This is a link for last month’s Interagency Committee on Indoor Air Quality (CIAQ) webinar. Dr. Dustin Poppendieck, an engineer at the National Institute of Standards and Technology (NIST), presented on the efficacy and ozone risks of 222 nm UV lamps.
Main point: there is balance between biological risks from infectious aerosols, and chemical risk from ozone production. The risk balance will change based on community transmission rate, occupancy rate, and kind of occupancy.
“[UVC] is a complex chemistry, it has complex risks, it’s not going to be a uniform magic bullet that we can apply everywhere, but it definitely probably will be useful in some locations.”
This is the hottest topic in the far-UVC field right now. There were also a bunch of talks about it at the recent ICFUST conference. You can watch recordings of those talks here.
Also, see this helpful list of existing studies around far-UVC and indoor air chemistry: http://bit.ly/guv-chem
While I haven’t read all of the studies in detail, my impression is that some of the results seem to disagree with each other, and the issue isn’t settled yet.
Some thoughts from a draft for a forum post I wrote:
Undoubtedly, far-UVC has a substantial impact on indoor air chemistry by producing ozone, which oxidizes volatile organic compounds in the air that can result in harmful products such as particulate matter
The debate surrounds the question of how detrimental this is and existing studies seem to disagree somewhat to what extent this is a substantial issue.
Importantly, little research has been done on methods to mitigate this issue!
For example, using activated carbon filters to remove ozone, making sure far-UVC is used with sufficient ventilation to remove ozone, or altering far-UVC fixture designs.
Maybe helpful context: Using germicidal UV-C has always been a risk-benefit calculus.
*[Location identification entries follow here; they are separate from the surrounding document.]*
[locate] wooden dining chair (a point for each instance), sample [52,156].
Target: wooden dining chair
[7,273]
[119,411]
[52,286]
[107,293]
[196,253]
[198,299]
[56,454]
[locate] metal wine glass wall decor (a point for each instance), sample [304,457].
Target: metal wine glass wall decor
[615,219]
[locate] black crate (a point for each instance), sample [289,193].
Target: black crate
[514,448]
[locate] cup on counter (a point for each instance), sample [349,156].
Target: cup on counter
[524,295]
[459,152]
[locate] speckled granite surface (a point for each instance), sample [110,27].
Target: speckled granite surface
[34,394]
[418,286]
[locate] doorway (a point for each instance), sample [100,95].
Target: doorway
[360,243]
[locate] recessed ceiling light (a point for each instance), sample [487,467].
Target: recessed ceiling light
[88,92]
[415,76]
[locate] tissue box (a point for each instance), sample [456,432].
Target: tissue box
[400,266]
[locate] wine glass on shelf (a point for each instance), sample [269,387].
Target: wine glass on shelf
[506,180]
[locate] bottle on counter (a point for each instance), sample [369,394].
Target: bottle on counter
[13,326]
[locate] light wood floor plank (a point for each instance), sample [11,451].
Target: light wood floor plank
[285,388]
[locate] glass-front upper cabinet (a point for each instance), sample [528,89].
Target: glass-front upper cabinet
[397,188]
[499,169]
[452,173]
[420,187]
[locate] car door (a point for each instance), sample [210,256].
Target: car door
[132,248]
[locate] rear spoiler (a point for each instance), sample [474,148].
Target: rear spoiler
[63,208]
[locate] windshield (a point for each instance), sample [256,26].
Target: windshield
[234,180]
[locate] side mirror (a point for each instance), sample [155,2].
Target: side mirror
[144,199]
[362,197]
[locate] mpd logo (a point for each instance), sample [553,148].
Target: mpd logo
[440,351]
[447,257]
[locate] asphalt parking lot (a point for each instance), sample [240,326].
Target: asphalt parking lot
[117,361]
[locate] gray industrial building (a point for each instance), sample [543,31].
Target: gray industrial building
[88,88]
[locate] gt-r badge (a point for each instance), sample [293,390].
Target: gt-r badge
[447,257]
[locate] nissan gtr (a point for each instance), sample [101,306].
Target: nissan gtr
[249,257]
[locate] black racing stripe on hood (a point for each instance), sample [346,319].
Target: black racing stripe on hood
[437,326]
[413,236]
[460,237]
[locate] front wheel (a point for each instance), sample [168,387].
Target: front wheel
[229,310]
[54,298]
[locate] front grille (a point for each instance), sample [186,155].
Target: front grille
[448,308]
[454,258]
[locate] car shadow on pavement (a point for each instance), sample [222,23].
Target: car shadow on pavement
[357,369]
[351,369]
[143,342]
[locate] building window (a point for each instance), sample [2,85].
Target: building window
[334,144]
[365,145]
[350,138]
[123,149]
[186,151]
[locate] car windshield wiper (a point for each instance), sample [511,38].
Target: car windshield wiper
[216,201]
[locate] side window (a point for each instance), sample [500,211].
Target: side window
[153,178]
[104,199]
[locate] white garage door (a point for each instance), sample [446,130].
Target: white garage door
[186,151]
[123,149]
With far-UVC, the tradeoff might be chemical vs. biological, while with conventional upper-room GUV it was probably physical (eye-irritation) vs. biological.
Thanks Max—I’m glad this is a hot research topic.
At Good Ancestors Policy, we have begun advocating for the adoption in Australia of various pandemic prevention and mitigation approaches. The residual uncertainty (specifically that we don’t have enough evidence to confidently advise on how that risk-benefit calculus should be assessed in different contexts) makes it very difficult currently to advocate for anything specific relating to far-UVC.
My hunch is that government-directed advocacy for far-UVC is only likely to be successful if we can say “this technology has significant benefits during a pandemic, but provides meaningful ongoing benefit from reducing ‘colds and flus’ even when there isn’t a pandemic”. That is, if the pitch is instead “install this technology, turn it on if a certain risk threshold is crossed, and the cost-benefit works out because pandemics are super bad” governments might be unlikely to bite even if that cost-benefit assessment is robust.
Will keep following this closely!
I agree. Getting more data on risks (safety) and real-world efficacy to formulate a more comprehensive and convincing cost-benefit calculus is probably the biggest priority for far-UVC right now.